Nel dossier “La crisi nel piatto degli italiani nel 2014”, presentato al Teatro Palapartenope di Napoli, Coldiretti ha stilato un’interessante blacklist dei cibi contaminati che presentano residui di sostanze chimiche elaborando i dati del Rapporto 2014 sui residui dei fitosanitari in Europa realizzato dall’Efsa, Agenzia europea per la sicurezza alimentare.
Con il 61,5 per cento dei campioni risultati irregolari, il primato tra i prodotti alimentari meno sicuri in vendita in Italia se l’è aggiudicato il peperoncino che arriva dal Vietnam: nel 2013 ne abbiamo importati 273.800 chili per preparare sughi piccanti, insaporire l’olio o condire piatti, senza alcuna informazione per i consumatori. Nel peperoncino esaminato è stata rilevata la presenza in eccesso di difenoconazolo, ma anche di hexaconazolo e carbendazim che in Italia, sul prodotto, sono vietati.
“Un pericolo legato al fatto che, sotto la pressione della crisi, aumenta il commercio di surrogati, sottoprodotti e aromi artificiali oltre che di alimenti a basso costo ma a rischio elevato, come dimostra il fatto che le importazioni agroalimentari in Italia hanno raggiunto la cifra record di 39 miliardi di euro nel 2013 con un aumento del 20 per cento rispetto all’inizio della crisi nel 2007”, ha spiegato Coldiretti.
“A preoccupare”, continua Coldiretti, “è anche l’arrivo sul territorio nazionale nel 2013 di 1,6 milioni di chili di lenticchie dalla Turchia che, secondo l’Efsa, sono irregolari in un caso su quattro (24,3 per cento) per residui chimici in eccesso e delle arance dall’Uruguay che presentano il 19 per cento dei campioni al di sopra dei limiti di legge per la presenza di pesticidi come imazalil ma anche di fenthion, e ortofenilfenolo vietati in Italia”.

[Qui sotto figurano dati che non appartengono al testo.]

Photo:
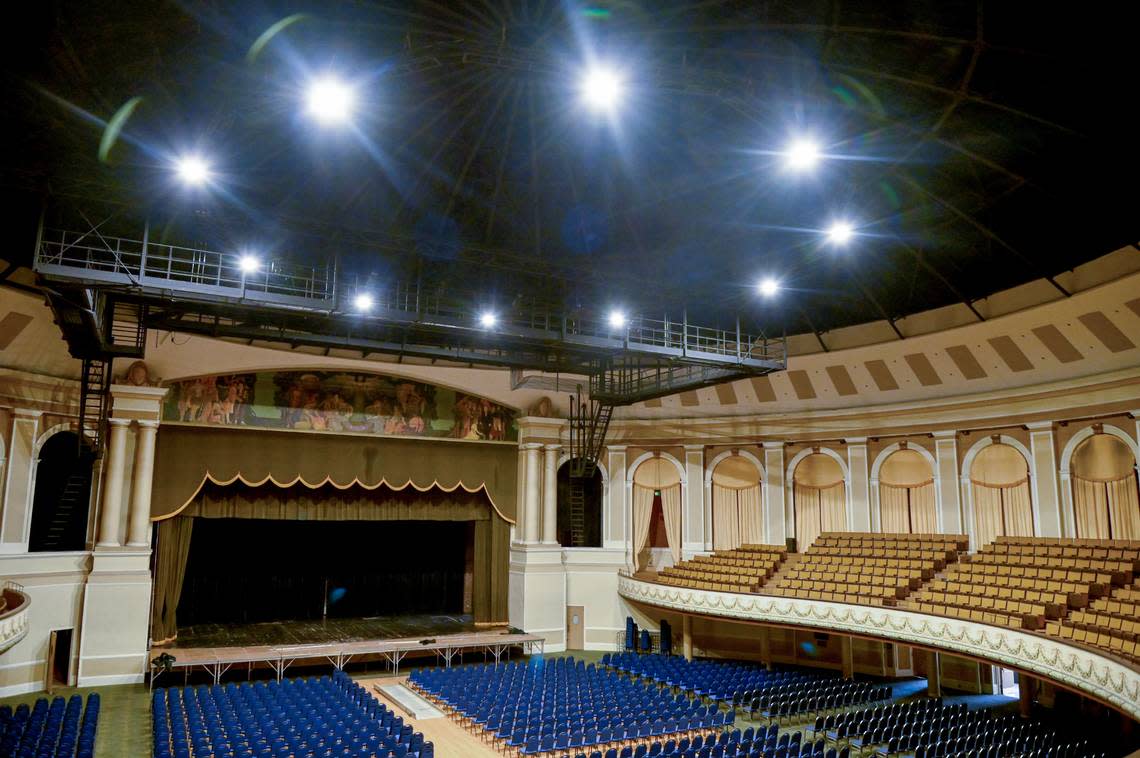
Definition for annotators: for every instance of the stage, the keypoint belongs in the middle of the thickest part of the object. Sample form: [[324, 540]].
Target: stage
[[216, 649]]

Il resto della classifica comprende le melagrane dalla Turchia (40,5 per cento di irregolarità), i frutti della passione dalla Colombia (25 per cento), l’ananas del Ghana (15,6 per cento), le foglie di tè dalla Cina (15,1 per cento), il riso indiano (12,9 per cento) che con un quantitativo record 38,5 milioni di chili nel 2013 è il prodotto a rischio più importato in Italia, i fagioli dal Kenya (10,8) e, all’ultimo posto, i cachi da Israele (10,7 per cento).
L’Italia, che secondo l’Efsa vanta livelli di sicurezza unici in Europa, con una quantità di prodotti agroalimentari con residui chimici sopra i limiti pari allo 0,2 per cento (nove volte meno della media europea e 32 volte meno i livelli medi extracomunitari), si trova a dover fare i conti con un pericolo che riguarda soprattutto i consumatori più colpiti dalla crisi, costretti a rivolgersi ad alimenti a basso costo, ricchi di ingredienti di scarsa qualità e facilmente contaminati.
“In questo contesto è importante la decisione annunciata dal Ministro della Salute, On. Beatrice Lorenzin, di accogliere la nostra richiesta di togliere il segreto e di rendere finalmente pubblici i flussi commerciali delle materie prime provenienti dall’estero per far conoscere anche ai consumatori i nomi delle aziende che usano ingredienti stranieri per poi magari parlare di Made in Italy nelle pubblicità”, ha sottolineato il presidente della Coldiretti Roberto Moncalvo.